Ayshwarya Chari, Co-Founder of 1115Inc, a boutique consulting for digital transformation, said: “I think consumers today are more value-conscious than ever. When premium brands revert to full price after promotions, many shoppers reassess whether the price difference is justified. In functional categories, private-label products are gaining share because quality gaps have narrowed significantly. However, in emotionally driven or emotion-based categories, premium brands will continue to retain loyalty in my opinion.” 

Yet, PwC reported in 2025 that 52 percent of consumers stopped buying from a brand after a bad product or service experience, and 29 percent stopped due to poor customer experience either online or in person.  

Green and circular CPG/FMCG strategy

Can countries in the Middle East take the lead in a world standing at a pivotal moment on environmental sustainability?

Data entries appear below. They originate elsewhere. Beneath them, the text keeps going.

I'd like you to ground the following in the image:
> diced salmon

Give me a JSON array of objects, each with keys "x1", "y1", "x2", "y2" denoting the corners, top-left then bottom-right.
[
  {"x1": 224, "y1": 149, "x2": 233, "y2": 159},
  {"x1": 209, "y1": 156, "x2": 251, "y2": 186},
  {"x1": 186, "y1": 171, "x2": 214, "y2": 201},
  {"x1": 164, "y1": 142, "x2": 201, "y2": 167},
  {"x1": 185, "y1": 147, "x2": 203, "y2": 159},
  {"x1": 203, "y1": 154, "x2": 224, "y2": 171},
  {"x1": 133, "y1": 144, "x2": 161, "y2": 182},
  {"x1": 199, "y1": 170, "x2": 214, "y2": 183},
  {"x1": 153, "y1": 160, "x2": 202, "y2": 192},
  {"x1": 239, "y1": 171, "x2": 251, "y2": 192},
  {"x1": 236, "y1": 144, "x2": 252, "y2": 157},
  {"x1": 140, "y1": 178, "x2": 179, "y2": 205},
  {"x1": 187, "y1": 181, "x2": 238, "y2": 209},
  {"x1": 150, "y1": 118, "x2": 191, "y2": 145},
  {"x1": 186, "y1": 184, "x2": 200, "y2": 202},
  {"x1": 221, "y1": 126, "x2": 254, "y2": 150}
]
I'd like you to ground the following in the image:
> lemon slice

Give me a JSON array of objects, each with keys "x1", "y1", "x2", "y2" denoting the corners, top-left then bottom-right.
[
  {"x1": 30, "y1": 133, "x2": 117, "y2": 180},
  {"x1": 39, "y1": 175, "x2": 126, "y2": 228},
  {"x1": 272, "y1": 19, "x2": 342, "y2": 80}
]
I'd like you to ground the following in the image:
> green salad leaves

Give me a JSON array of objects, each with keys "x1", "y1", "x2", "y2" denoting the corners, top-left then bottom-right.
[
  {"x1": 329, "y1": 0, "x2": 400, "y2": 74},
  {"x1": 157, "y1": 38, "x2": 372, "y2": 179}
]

The region stands to unlock more than $3 trillion in economic growth and create more than 1 million future-proof jobs by 2030, according to Strategy&.

The key is for corporate leaders to realize that opportunities presented by sustainability initiatives can outweigh goals for economic development, especially as the majority of GCC consumers tend to prioritize and truly appreciate circular consumption, preferring brands that offer refillable packaging or localized, low-carbon footprints.

Strategy& said the circular economy model offers a framework for sustainable growth by saving on wasteful consumption, extracting value from waste, and creating new jobs.

Incorporating circular initiatives in urban areas can generate savings in the region of $138 billion by 2030.

The integration of AI and machine learning (ML) in waste management has the potential to significantly advance circular economy objectives by enhancing efficiency, reducing waste, and optimizing resource recovery. 

Brands can leverage the region’s abundant renewable resources to manufacture carbon-neutral and carbon-negative industrial products for exports, or to diversify their energy mixes to include renewable sources.

The Shift  

Communicate analyzes point to a decisive shift in how FMCG growth is being captured: through measurable, commerce-linked media rather than broad-reach brand spend. In several regional case studies, retail media networks are now taking a materially larger share of budgets as brands prioritize environments where exposure can be directly tied to conversion and basket value.

This pivot reflects a wider reordering of marketing economics. Instead of optimizing for impressions, FMCG players are increasingly optimizing for outcomes—using first-party data, retailer partnerships, and closed-loop systems to track the full path to purchase. Yet Communicate reporting also notes that fragmentation across platforms continues to limit unified measurement, forcing marketers to balance precision with consistency across channels.

At the same time, experts underline a growing “expectation gap” between marketing promise and product experience. Rising return rates and declining tolerance for poor experiences suggest that performance marketing alone cannot sustain growth without operational follow-through.